Life insurance 101

PROS & CONS OF DIFFERENT LIFE POLICIES

Term Life Insurance

How it works: You have to make only two decisions if you buy term life insurance: what amount you want and how long you want the coverage to last.

    • Pros: It’s easy to understand and is the cheapest way to buy life insurance. You can compare term life insurance quotes online.
    • Cons: You could outlive your policy. If you still need coverage when the policy expires, you’d need to buy another policy and will pay more based on your age and, possibly, health.

 

Whole Life Insurance

How it works: Whole life insurance doesn’t expire. It’s the closest thing to “set it and forget it” life insurance. As long as you pay the bill, you don’t have to think much about the policy. Your payments stay the same, you get a guaranteed rate of return on the “cash value” investment component of the policy, and the death benefit amount doesn’t change.

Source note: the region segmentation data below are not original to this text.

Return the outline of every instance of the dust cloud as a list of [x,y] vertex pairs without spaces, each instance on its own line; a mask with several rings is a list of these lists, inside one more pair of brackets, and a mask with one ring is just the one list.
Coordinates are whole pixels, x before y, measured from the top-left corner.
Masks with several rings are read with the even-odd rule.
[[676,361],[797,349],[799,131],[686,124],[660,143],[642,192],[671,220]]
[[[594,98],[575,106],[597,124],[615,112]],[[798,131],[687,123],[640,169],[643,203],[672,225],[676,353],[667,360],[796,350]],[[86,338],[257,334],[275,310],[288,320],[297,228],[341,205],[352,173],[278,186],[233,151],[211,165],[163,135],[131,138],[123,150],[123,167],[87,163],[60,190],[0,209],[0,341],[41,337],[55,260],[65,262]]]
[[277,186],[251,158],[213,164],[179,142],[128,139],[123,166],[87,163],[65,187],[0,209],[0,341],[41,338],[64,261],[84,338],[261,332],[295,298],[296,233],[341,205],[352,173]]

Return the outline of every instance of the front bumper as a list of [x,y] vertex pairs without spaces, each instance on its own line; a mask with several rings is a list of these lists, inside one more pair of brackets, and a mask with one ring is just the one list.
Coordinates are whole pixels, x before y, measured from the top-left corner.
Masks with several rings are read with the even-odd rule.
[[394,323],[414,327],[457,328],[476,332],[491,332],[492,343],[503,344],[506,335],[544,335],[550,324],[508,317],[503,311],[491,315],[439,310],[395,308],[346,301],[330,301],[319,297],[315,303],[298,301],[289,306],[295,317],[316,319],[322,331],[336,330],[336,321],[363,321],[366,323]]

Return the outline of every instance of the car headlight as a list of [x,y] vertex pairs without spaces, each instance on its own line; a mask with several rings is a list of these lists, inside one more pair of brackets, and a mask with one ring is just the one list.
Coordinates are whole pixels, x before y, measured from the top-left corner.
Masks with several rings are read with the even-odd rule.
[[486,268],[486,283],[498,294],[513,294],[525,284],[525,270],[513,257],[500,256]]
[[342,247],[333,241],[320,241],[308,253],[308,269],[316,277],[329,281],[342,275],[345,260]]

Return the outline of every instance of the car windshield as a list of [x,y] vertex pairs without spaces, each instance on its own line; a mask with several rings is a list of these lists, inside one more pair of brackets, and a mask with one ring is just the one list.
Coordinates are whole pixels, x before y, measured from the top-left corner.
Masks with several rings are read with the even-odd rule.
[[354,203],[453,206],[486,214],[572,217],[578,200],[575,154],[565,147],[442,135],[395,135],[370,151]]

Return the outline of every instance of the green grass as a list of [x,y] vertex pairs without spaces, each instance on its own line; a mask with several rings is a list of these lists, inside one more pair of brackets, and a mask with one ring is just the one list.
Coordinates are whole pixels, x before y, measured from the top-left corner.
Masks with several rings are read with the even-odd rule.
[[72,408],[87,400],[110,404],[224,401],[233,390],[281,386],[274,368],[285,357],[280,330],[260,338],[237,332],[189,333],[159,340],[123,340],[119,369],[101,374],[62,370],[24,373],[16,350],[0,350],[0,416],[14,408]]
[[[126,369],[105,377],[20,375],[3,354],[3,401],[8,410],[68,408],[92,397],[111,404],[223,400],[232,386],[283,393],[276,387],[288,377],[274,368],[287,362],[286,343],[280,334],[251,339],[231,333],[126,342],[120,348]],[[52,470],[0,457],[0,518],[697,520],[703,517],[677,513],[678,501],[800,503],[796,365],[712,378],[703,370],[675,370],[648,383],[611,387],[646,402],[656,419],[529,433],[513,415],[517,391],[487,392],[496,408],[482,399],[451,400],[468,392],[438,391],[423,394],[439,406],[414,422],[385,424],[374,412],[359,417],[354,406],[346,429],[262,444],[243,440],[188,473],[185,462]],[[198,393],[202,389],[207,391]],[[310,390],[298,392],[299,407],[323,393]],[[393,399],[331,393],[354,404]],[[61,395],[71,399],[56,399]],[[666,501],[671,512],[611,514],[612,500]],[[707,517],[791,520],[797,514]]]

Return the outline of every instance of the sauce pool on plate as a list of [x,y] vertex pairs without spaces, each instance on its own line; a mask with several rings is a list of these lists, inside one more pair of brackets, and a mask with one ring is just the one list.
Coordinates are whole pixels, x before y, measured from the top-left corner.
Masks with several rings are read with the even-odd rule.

    • Pros: It covers you for your entire life. Everything in the policy is guaranteed, so there are no surprises.
    • Cons: It’s a very expensive way to buy life insurance.

 

Guaranteed Universal Life Insurance

How it works: These policies promise a certain death benefit, and payments don’t change. There’s typically little or no cash value within the policy, and insurers demand on-time payments. Missing a payment could mean you forfeit the policy. And since there’s no cash value in the policy, you’d walk away with nothing if you forfeit. If you’re sometimes late with bills, this is not the product for you. In addition, consider that future financial or health problems could cause you to miss a payment.

    • Pros: It’s cheaper than whole life and other forms of universal life insurance. You can choose the age to which you want the death benefit guaranteed, such as 95 or 100.
    • Cons: You must make every payment on time or you could lose the guarantee and forfeit the policy, thereby losing all your previous payments. The policy may have little or no cash value.

 

Indexed Universal Life Insurance

How it works: Indexed universal life insurance links the policy’s cash value component to a stock market index like the Standard & Poor’s 500. Your gains are determined by a formula, which is outlined in the policy.

    • Pros: You can access cash value, which grows over time. The cash value is linked to a stock market index, so if the stock market goes up, you get some upside, too. Within limits, your payments and death benefit amount are flexible.
    • Cons: Your cash value doesn’t take full advantage of stock market gains. Understand the policy’s fees and participation rates and the cap on your return before you buy.